His reticence frustrated McSpadden. “So Wesley, as a St. Louisan and as a Black man who is supposed to be a representation of us here who elected him—it is his oath to do the right thing,” she said. “And I’m begging him to do that. And we know that he can do that. He needs no one else to give him approval. We gave him approval when we elected him.”

Then, on July 30, Bell met separately with McSpadden and Michael Brown Sr. to tell them what he would announce at a news conference later that afternoon: He had reviewed the investigation into Brown’s death and reached the same conclusion as McCulloch. “Although this case represents one of the most significant moments in St. Louis’s history, the question for this office was a simple one: Could we prove beyond a reasonable doubt that when Darren Wilson shot Michael Brown he committed murder or manslaughter under Missouri law?” Mr. Bell said. “We cannot prove that he did.”

Bell added, “This case also exposes the limits of the law.”

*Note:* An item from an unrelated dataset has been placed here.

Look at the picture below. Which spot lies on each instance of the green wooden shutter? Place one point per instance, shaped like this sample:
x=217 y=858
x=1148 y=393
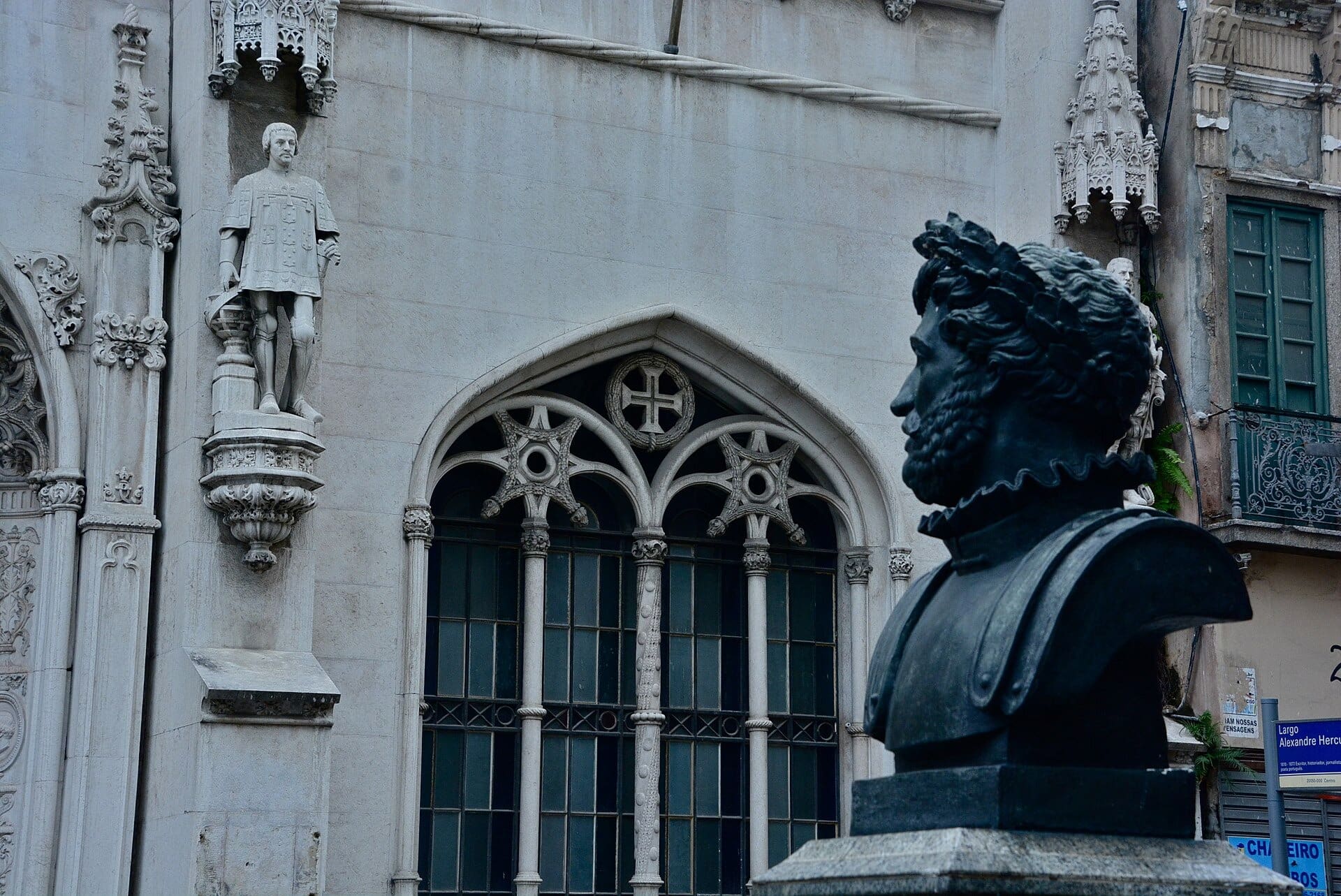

McSpadden isn’t giving up. Together with her lawyers Benjamin Crump and Jerryl Christmas, she launched a petition to gather support for indicting Wilson and has planned a rally for this Sunday in front of Bell’s office in St. Louis County.

“For a moment, for a long moment, I was beating myself up in not being the best that I could be for my other children,” she said. Those other children seemed to be watching our conversation just outside the frame, and she gestured to them occasionally as she spoke. McSpadden has leaned on several mothers who also lost children to police killings. She’s spoken to Tamir Rice’s mother “maybe two or three times a day, every day. And our conversations were very emotional. One day, she told me, ‘You know, you have to talk to someone.’ I got with my team of ladies that I work with now, my foundation, and I decided to go and see a therapist. And I’ve been seeing her now for over two years, maybe close to three. And she has helped me with learning how to express a lot of my emotions.” She said she is moving through the stages of grief.

It has been a little while since McSpadden was in touch with the other mothers. “We try to reach out to one another close to the anniversary dates.” And she has kept her distance from the recent protests. “I know what that feels like and I have to preserve myself for this part of my journey,” pressuring Bell to move forward with the case.

“I think now is the time, and that’s what we are seeing,” McSpadden said. “And I’m so grateful to be alive during this time.”